Hot in the Lot
Justin Pryor’s BMW X3NEIRAD enilno edition
If you ever arrive at the school parking lot at 6:30 AM, you might see senior Justin Pryor’s 2006 X3 backed into the first parking space before the Student/Faculty divide. (He gets to school quite early.) The BMW X3 looks like an X5, just scaled down and consequently slightly awkward. The X3 is considered a “cross over,” a term the auto industry developed as a way to cosmetically combat higher gas prices and be more ‘eco friendly.’ See, SUVs are frowned upon by being, well, gas guzzling terrorists, extremely big, extremely inefficient, and extremely American. So, what auto groups decided to do to cope with the energy crisis that hit in the early 2000’s was take their flagship full-sized SUVs, and squish them on all angles, decreasing the height, the length, the width, and the wheelbase – the result, a small(er) vehicle, and everyone knows that small cars equal efficiency… right? Well the new term ‘crossover’ was cordially accepted by the public, the media, and the government, as an eco-conscious median between SUV’s and hatchbacks. The problem however, is that most people fail to realize that just because a car is smaller, doesn’t mean it is more efficient, even though this misconception probably helped BMW’s X3 sales when it was introduced in 2004. For example, the BMW X3 has the same engine as the BMW X5, a 3.0 liter naturally aspirated inline six cylinder. Keep the same engine, all wheel drive, and off-road capability, and the overall benefit of the downsizing effort is a whopping 2 MPG (mile per gallon) gain of the X3 over the X5. Go green!
But in all fairness, the X3 is a good car, SUV – I mean crossover. (Actually for the redesigned 2011 model BMW is calling it an SAV. Is that German? Nope, it stands for Sports Activity Vehicle. Good one BMW!) The X3 handles and performs almost as well as the 3 Series, and for a ‘crossover’ that is quite exceptional. The steering is quick and the chassis and suspension are tight and composed. Justin’s 2006 X3’s 3.0 liter engine makes 225 horsepower at the top of the rev range, and 214 ft/lbs of torque in the middle. All X3s have all wheel drive but the customer can choose between a 5 speed automatic and a 6 speed manual. Justin’s is equipped with the automatic.
The X3 was introduced in 2004 and stayed relatively unchanged until 2010, with a minor facelift in 2007, all the while staying close cousins to the renowned 3 series. Outside of the astounding fuel efficiency motive, the X3 is a great alternative to the X5 or a sedan if someone is looking for a quick, compact vehicle that is confident carving turns, that also allows he or she to easily throw all their stuff in. The X3 is an uncompromising compromise, a truthful paradox of explaining the essence of the X3. It is part sports sedan, part SUV; it has performance and handling capabilities, yet it is capable of handling nearly anything you want to put in it.
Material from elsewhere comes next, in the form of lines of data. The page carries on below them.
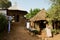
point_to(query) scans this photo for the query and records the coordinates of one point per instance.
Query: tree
(54, 10)
(3, 22)
(4, 4)
(32, 13)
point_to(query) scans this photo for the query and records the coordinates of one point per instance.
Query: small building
(39, 20)
(18, 15)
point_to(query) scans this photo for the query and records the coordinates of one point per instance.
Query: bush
(55, 31)
(3, 22)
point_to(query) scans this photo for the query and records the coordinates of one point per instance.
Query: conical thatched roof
(39, 16)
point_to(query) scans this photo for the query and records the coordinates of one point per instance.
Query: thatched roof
(39, 16)
(15, 7)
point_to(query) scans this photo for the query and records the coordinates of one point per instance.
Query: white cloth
(48, 31)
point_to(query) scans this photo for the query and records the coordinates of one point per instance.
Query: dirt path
(19, 33)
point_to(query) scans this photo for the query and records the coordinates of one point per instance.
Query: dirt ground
(20, 33)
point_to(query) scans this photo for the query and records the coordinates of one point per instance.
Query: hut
(18, 15)
(39, 20)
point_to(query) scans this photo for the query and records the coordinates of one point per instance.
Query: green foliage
(32, 13)
(54, 10)
(4, 4)
(55, 31)
(3, 22)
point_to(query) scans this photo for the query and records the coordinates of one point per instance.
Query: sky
(28, 4)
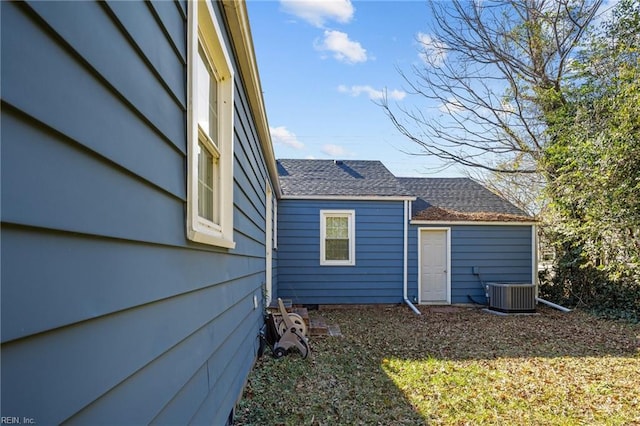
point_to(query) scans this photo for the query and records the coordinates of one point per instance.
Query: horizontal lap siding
(502, 253)
(377, 274)
(108, 313)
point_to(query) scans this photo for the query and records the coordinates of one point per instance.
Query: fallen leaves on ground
(454, 367)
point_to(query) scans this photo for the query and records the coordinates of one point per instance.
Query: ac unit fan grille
(512, 297)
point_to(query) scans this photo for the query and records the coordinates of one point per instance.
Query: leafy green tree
(593, 164)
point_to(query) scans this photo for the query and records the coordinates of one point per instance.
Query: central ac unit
(512, 297)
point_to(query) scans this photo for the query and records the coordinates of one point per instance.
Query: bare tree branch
(493, 75)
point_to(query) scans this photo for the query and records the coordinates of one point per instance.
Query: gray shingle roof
(458, 194)
(337, 178)
(437, 198)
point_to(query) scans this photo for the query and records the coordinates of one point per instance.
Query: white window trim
(351, 215)
(204, 28)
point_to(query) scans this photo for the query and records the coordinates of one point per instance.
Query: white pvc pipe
(553, 305)
(405, 274)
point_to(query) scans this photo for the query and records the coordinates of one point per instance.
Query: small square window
(337, 240)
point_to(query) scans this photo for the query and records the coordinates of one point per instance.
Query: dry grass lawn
(452, 367)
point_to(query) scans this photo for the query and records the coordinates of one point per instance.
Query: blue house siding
(377, 274)
(503, 253)
(109, 314)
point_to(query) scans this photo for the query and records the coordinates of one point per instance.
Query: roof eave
(237, 18)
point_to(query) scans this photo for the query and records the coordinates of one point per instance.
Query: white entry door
(434, 266)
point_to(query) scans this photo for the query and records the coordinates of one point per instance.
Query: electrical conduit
(405, 276)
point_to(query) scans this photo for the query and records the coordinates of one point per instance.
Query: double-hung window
(337, 239)
(210, 130)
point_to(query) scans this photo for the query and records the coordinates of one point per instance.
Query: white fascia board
(469, 222)
(347, 198)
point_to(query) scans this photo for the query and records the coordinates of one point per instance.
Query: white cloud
(281, 135)
(373, 94)
(431, 50)
(334, 150)
(343, 49)
(316, 12)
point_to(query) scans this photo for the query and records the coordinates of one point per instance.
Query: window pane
(206, 183)
(336, 249)
(206, 96)
(337, 227)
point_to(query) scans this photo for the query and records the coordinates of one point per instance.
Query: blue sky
(323, 64)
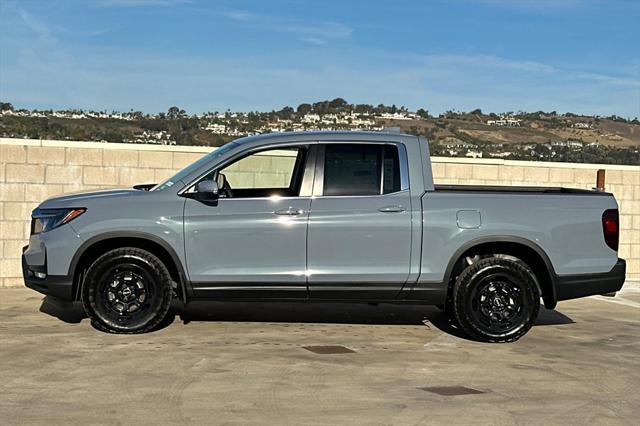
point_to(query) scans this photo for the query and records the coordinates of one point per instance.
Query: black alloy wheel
(127, 290)
(496, 299)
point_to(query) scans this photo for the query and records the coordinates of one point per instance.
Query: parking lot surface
(243, 363)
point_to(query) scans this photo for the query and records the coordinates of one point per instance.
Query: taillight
(611, 228)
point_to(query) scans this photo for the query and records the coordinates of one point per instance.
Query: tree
(337, 103)
(303, 109)
(175, 113)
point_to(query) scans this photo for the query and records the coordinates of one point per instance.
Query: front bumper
(575, 286)
(52, 285)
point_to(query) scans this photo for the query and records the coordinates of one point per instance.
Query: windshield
(194, 166)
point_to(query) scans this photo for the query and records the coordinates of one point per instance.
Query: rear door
(359, 236)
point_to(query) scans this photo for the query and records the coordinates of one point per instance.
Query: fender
(550, 300)
(182, 277)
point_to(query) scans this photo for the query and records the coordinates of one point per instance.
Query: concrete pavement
(241, 363)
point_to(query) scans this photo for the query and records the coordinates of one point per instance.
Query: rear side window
(361, 169)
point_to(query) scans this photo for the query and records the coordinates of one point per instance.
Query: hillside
(528, 136)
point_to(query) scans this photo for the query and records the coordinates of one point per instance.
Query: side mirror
(207, 190)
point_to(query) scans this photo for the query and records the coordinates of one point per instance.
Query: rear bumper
(52, 285)
(575, 286)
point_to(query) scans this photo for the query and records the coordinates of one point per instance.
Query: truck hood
(78, 199)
The X3 is the ultimate compromise vehicle between large and small, fast and slow, and pleasurable and utilitarian. Yet, it is uncompromising in its composition; the independent four wheel suspension and 3 series alleles allows it to handle in a way it should not be physically capable of. BMW’s Xdrive all-wheel drive and elevated ride height makes the X3 eager to take on any weather conditions with ease. Everything the BMW X3 does, it does incredibly well, and call it what you want, but that, my friends, is a rarity in every segment.